Ever heard of a buffalo overflow? Me neither. An information security officer (ISO) mentioned it to me once, and frankly I had to Google it. Apparently it’s related to an ancient Indian technique where hunters herded bison and drove them over a cliff, breaking their legs and rendering them immobile. Tribe members waiting below closed in with spears and bows to finish the kills. That's kinda cruel to be talking about. I think the ISO meant a buffer overflow though . That I can tell a thing or two about, so in this blog I will explain how a basic buffer overflow exploitation works.

A buffer overflow is an anomaly where a program, while writing data to a buffer, overruns the buffers boundary and overwrites adjacent memory locations.
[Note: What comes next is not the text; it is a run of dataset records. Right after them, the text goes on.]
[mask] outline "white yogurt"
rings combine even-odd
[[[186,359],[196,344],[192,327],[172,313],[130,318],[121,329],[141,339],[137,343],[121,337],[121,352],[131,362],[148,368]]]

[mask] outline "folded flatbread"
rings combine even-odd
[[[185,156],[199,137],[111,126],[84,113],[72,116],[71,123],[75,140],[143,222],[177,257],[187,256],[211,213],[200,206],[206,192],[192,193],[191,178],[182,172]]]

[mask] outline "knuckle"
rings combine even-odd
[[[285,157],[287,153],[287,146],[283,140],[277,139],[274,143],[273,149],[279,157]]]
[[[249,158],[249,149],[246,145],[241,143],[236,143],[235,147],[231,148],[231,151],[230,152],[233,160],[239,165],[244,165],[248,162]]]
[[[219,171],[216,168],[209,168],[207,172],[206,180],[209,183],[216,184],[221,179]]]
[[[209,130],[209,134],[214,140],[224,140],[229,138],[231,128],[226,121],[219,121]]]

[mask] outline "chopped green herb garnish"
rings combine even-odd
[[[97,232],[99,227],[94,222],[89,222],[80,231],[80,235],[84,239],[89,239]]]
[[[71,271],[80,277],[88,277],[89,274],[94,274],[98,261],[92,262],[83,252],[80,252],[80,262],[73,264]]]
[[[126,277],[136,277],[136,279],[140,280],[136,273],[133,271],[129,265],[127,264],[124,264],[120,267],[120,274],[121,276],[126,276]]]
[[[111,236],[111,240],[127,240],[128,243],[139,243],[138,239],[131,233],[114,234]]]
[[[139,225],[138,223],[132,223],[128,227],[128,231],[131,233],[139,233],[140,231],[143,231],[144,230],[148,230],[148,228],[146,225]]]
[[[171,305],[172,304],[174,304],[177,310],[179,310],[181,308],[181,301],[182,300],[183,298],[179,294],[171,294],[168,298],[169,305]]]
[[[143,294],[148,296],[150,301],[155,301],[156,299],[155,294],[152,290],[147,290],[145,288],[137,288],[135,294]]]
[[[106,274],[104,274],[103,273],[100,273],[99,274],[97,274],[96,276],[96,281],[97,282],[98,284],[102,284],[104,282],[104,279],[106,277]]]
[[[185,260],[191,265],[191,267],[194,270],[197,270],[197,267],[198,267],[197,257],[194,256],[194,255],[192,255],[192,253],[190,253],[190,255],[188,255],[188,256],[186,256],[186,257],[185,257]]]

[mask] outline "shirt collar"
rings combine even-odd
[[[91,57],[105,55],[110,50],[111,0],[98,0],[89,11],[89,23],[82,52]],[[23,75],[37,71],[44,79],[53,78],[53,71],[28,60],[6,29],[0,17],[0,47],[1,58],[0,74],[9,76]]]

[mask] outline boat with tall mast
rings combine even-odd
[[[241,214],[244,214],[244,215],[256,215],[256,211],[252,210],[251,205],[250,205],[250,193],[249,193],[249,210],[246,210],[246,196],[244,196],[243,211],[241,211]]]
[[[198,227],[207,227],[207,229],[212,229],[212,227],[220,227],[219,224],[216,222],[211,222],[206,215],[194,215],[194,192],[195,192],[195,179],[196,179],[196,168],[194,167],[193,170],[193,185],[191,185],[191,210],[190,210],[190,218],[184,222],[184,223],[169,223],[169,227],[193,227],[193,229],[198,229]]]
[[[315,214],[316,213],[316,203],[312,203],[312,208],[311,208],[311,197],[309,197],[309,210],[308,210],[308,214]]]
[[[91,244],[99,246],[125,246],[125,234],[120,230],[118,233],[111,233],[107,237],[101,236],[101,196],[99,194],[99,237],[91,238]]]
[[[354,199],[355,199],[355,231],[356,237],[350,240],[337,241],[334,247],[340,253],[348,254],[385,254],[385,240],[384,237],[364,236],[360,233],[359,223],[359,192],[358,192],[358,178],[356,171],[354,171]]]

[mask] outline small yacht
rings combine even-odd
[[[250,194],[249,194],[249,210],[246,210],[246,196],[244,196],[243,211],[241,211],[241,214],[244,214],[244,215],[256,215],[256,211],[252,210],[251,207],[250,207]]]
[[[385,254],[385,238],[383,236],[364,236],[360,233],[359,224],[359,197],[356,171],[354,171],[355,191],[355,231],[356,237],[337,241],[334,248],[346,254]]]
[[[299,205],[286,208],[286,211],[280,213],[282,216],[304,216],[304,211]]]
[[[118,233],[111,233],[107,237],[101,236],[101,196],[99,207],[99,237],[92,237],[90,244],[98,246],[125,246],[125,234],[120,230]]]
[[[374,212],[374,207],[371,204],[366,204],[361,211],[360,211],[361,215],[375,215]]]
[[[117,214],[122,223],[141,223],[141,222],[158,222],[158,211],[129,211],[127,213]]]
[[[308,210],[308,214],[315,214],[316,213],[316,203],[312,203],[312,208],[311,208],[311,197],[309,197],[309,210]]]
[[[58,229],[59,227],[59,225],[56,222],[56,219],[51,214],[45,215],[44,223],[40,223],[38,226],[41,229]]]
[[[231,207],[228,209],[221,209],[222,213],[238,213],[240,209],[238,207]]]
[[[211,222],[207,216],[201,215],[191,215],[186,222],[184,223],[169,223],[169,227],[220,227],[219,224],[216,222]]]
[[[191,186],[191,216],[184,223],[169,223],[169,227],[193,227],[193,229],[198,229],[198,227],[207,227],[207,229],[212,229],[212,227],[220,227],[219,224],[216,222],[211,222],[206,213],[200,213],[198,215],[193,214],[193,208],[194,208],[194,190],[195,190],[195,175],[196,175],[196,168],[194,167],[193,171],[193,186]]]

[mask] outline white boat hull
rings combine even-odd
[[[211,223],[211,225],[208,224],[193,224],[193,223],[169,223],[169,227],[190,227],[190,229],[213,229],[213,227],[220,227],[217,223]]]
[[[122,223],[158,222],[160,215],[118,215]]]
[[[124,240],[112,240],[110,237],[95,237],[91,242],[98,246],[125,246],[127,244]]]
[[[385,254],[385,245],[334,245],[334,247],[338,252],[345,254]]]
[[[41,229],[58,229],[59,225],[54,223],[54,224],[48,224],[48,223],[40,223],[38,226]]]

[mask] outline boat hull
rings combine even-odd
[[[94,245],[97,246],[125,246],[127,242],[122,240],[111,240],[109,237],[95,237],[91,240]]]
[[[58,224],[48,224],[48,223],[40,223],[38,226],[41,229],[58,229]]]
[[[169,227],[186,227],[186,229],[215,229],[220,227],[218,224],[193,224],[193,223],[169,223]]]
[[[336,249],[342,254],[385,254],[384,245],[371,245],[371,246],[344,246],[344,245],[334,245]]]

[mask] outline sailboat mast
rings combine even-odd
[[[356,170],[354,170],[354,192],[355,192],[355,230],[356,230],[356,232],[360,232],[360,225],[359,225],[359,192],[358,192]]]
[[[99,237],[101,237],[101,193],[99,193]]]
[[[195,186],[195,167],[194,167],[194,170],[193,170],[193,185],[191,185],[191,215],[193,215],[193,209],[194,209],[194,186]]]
Writing data outside the allocated memory space boundaries may lead to a program crash and in some cases could even give an attacker the ability to change the program application flow. In this blog I will show how a mini-application, written in C, can run arbitrary code by making use of a buffer overflow. I will use Microsoft Visual Studio 2013 to debug the application and I'll use Windows 8 as a host operation system. Please note that this blog only serves to give a basic explanation, therefore some modern protection mechanisms against buffer overflow exploitations will be disabled. This makes it somewhat easier to illustrate the basic mechanisms.

The stack

In order to understand a buffer overflow, some very basic knowledge of a computers program memory layout is necessary. Another requirement is some basic insight in what happens when a program function calls another function.

A programs memory is also referred to as the process address space, which is all the memory a program can address. The process address space is partitioned into various memory areas based on the functional differences, each region has its own purpose and stores different kind of data. The two most important regions are the stack and the heap. In this blog we will only focus on the stack, a concept that has some similarities with a real life stack of objects. Data chunks of varying size (called stack frames) are stored on the stack in LIFO (last in, first out) order. Putting additional data on the stack makes the stack expand towards lower memory addresses. The memory address of the top of the stack, indicated by the stack pointer, is stored in a CPU register called ESP.

For each active instance of a program function, a stack frame is put on the stack. A stack frame contains a bunch of things, the most important ones are:
-the local variables of the function
-the functions arguments
-the frame pointer (points to the start of the stack frame, stored in CPU register called EBP) of the calling function
-the address in memory containing an instruction that needs to be executed once the function has completed, also known as the return address.

When a program calls a function, that function does whatever it is supposed to do (including calling other functions), and then returns to the function that called it. To go back to the calling function, there must be a record of what that calling function was: execution should resume from the instruction after the function call instruction. The address of this instruction is the above mentioned return address. Whenever a function is called, the return address is pushed onto the stack. Whenever a function returns (by calling the RET operand), the return address is popped off the stack, and the processor begins executing the instruction at that address.

Normal program flow

Let’s study the following simple C program. The program has two functions. The function foo is called by the main function and contains a local variable, an array. The array will be called a buffer and in the code below the buffer gets filled with data.

#include <stdio.h>
#include <stdlib.h>

int foo();

int main()
{
	foo();
	return 0;
}

int foo()
{
	int i;
	unsigned char buffer[600] = ""; 
	
	for(i = 0; i < 600; i++)
		buffer[i] = 'x';

	return 0;
}

When compiled, the above program will be translated from C code to assembly code. When executing the program, the assembly code will be loaded in memory, included libraries (DLL’s) will be loaded into memory, and the programs stack and heap will be initialized. When the foo function is called, the simplified stack will look similar as the stack on image one.


Image 1: Visual representation of the stack when calling a function.

The simplified stack contains a stack frame of the (calling) main function and a stack frame of the (called) foo function. The stack frame of the foo function contains the memory address containing the next instruction that needs to be executed when the foo function is finished, also known as the return address. The stack frame also contains the frame pointer of the main function, as well as the local array variable.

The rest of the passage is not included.